Photo by Rhoda Baer
ROME, ITALY—Interleukin-1β (IL-1β) is a crucial factor in the development of blood-induced cartilage damage, according to research presented at the European League Against Rheumatism Annual Congress (EULAR 2015).
This discovery suggests that therapeutically targeting IL-1β could provide a new way to protect cartilage after a joint bleed, which can occur after joint trauma, major joint surgery, or due to hemophilia.
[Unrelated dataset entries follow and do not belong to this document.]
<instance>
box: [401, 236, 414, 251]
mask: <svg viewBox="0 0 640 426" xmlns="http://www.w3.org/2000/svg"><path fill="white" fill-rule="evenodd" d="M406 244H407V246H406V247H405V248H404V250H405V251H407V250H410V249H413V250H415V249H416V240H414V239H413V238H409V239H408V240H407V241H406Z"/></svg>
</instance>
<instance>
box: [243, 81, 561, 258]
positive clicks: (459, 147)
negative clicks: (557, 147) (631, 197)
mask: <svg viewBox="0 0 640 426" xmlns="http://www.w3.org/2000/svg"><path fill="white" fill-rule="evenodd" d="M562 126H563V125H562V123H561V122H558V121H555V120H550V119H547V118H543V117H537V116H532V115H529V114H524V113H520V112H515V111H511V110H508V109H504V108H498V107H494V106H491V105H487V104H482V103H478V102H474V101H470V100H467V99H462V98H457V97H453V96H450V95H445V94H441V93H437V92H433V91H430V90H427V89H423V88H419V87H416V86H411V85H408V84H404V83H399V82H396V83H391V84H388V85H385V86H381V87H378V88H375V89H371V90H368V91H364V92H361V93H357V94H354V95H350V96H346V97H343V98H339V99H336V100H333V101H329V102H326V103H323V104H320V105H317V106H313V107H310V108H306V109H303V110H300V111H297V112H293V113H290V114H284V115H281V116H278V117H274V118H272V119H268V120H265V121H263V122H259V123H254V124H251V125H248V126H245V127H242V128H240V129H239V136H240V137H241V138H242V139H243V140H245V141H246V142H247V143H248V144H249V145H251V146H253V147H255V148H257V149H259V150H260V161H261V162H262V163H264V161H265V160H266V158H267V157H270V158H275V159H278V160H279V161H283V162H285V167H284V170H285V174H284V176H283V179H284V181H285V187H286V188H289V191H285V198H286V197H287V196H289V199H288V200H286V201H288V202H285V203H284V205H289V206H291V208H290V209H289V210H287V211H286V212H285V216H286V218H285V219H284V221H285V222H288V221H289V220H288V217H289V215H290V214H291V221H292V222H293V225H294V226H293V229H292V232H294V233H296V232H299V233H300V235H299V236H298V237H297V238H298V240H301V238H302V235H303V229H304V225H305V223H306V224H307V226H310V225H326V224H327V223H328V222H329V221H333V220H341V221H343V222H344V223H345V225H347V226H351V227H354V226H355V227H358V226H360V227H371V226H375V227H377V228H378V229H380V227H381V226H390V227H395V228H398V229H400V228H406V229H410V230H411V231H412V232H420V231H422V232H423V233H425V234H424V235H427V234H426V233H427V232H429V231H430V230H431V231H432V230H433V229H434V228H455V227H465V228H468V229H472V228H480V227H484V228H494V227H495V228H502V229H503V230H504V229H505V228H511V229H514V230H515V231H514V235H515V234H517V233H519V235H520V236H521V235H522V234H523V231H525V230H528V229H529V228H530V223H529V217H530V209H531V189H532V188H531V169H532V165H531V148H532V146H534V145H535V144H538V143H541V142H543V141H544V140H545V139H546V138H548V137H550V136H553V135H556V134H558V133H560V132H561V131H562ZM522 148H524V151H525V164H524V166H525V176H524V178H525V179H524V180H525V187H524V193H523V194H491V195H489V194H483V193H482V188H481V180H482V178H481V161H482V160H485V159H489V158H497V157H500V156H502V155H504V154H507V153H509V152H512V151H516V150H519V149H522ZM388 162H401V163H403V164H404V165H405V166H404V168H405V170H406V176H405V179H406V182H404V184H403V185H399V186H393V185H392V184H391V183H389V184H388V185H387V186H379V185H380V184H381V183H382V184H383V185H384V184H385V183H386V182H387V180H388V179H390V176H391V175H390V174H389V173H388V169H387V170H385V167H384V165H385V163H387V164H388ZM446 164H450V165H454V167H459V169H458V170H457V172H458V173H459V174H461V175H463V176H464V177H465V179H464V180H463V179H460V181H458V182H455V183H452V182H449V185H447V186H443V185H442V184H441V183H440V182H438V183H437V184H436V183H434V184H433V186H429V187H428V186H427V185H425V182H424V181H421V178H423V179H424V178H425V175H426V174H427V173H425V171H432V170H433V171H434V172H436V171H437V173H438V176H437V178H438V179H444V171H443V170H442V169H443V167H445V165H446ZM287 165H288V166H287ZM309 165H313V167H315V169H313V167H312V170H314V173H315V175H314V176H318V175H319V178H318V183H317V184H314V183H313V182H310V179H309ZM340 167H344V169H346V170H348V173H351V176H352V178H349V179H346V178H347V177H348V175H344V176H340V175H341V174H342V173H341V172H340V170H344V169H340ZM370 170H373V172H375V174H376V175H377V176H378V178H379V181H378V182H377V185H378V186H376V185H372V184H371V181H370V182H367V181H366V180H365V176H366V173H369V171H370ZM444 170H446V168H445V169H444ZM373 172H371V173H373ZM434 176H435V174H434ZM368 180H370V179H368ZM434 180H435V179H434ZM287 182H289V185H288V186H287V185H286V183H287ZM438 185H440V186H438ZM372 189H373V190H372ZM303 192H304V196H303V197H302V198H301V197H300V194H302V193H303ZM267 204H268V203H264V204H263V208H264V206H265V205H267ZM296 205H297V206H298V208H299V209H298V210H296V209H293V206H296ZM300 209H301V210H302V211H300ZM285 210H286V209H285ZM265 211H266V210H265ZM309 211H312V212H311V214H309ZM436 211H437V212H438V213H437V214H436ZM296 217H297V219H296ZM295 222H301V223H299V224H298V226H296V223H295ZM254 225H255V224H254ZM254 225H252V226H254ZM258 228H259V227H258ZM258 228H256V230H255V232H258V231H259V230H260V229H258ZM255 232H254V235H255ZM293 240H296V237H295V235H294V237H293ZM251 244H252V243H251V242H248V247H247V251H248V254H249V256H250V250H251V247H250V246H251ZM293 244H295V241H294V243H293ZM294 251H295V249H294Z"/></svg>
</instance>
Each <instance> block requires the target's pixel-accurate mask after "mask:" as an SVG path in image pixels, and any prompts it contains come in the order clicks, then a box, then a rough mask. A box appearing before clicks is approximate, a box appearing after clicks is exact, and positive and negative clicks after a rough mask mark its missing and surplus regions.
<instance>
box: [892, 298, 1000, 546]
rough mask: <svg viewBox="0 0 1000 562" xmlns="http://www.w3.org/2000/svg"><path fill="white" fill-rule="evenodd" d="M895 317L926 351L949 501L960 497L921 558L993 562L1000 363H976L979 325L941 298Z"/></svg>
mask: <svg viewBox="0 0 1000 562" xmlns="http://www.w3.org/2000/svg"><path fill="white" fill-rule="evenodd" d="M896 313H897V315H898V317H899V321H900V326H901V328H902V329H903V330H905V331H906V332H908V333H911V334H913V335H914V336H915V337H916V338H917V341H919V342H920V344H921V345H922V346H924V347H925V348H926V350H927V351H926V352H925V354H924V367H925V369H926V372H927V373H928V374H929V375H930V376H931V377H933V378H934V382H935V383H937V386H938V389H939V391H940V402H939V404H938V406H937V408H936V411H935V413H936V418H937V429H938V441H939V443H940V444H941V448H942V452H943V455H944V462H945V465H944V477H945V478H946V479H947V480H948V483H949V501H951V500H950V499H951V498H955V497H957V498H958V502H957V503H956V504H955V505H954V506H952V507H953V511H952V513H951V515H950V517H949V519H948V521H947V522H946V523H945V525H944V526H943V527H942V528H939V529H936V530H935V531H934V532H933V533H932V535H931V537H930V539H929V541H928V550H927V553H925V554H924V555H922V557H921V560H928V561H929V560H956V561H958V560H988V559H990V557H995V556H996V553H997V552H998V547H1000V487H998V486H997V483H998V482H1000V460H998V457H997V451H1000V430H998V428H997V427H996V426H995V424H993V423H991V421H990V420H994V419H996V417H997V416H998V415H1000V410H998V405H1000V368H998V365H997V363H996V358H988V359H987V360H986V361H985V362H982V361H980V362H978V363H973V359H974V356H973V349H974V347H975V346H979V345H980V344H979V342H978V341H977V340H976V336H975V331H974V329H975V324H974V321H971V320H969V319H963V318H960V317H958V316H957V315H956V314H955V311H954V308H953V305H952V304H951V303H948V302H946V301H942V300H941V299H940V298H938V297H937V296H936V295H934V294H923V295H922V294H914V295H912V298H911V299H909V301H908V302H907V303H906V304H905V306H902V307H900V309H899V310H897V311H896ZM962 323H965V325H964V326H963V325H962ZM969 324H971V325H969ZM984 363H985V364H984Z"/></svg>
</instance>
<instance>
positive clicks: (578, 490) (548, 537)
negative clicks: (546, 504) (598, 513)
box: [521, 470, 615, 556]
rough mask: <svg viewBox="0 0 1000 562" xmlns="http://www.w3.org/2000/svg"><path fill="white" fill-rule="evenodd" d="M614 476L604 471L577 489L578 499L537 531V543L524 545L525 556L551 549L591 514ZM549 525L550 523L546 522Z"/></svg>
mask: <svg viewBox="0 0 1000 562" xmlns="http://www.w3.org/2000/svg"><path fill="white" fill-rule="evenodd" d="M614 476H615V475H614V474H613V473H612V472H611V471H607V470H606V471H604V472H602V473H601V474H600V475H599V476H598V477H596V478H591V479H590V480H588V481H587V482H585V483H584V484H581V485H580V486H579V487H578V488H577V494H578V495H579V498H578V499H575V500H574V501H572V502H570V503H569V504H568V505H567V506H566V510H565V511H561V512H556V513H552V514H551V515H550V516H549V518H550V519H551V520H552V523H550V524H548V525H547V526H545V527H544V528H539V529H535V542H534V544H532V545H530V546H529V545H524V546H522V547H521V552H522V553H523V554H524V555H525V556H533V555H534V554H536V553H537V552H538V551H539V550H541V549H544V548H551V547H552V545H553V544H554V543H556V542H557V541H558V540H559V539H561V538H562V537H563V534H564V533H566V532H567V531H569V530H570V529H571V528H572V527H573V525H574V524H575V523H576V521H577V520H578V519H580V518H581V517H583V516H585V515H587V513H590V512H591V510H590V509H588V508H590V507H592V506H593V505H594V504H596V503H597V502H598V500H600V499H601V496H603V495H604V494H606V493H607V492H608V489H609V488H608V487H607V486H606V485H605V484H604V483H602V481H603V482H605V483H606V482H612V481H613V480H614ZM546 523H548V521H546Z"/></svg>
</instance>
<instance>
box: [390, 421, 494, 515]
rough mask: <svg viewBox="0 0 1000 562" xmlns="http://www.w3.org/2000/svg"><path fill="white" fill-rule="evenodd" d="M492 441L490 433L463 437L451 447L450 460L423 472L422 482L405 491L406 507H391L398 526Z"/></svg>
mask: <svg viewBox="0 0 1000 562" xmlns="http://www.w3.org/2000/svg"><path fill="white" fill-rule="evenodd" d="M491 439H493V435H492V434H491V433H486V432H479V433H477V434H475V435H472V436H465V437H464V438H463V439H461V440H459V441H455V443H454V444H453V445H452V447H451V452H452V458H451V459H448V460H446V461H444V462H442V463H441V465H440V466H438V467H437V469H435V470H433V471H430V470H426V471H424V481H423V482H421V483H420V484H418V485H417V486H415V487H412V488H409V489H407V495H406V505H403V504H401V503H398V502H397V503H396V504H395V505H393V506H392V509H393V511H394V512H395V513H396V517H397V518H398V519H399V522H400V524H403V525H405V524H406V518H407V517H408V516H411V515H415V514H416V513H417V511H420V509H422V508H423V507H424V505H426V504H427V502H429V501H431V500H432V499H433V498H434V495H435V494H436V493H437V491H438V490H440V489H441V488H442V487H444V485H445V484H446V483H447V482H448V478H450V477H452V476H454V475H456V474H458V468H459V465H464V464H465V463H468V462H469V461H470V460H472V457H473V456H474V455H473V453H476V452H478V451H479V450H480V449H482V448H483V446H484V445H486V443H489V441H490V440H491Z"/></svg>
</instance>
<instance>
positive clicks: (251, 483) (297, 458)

Whatever the cause, joint bleeds are expected to lead to an inflammatory response in the joint and to significant destruction of joint cartilage. So a treatment that could limit the damage from a joint bleed could potentially minimize future disability.
“As therapeutic agents opposing the activity of IL-1β are readily available, further research is now warranted to investigate whether an IL-1β antagonist would be effective in preventing and treating joint damage as a result of bleeding into the joint,” said study investigator Simon Mastbergen, PhD, of the University Medical Centre Utrecht in the Netherlands.
“Findings also suggest that the quicker treatment is initiated, the less damage to the joint may be sustained.”
Dr Mastbergen and his colleagues presented these findings at EULAR 2015 as abstract OP0262.
The researchers had cultured healthy human cartilage samples for 4 days in the presence or absence of 50% whole blood. They then added an IL-1β monoclonal antibody (mAb), an IL-1 receptor antagonist (IL-1RA), or a TNF-α mAb during blood exposure and assessed subsequent cartilage damage.
The IL-1β mAb and IL-1RA protected cartilage from blood-induced damage in a dose- and time-dependent manner. Early administration after blood exposure was the most beneficial. And, when the treatments were given at higher concentrations, there was near-complete normalization of cartilage.
The researchers said these effects were accompanied by a reduction in IL-1β and IL-6 production. The level of IL-1β was 74 pg/mL in whole-blood culture, but levels were undetectable after the IL-1RA was added (P=0.028). The level of IL-6 was 21,347 pg/mL in whole-blood culture, 27 pg/mL after the IL-1RA was added, and 289 pg/mL after the IL-1β mAb was added (P=0.028 for both).
However, TNF-α levels were unaffected by the IL-1RA or IL-1β mAb. TNF-α levels wer 35 pg/mL in whole-blood culture and 37 pg/mL after the addition of the IL-1RA or IL-1β mAb (P=0.753 for both).
Of course, the TNF-α mAb inhibited the effects of TNF-α on cartilage, but the mAb had no significant effect on blood-induced cartilage damage.
“This would appear to rule out TNF-α inhibitors, a class of drug currently used to treat various forms of arthritis, for this new indication,” Dr Mastbergen said.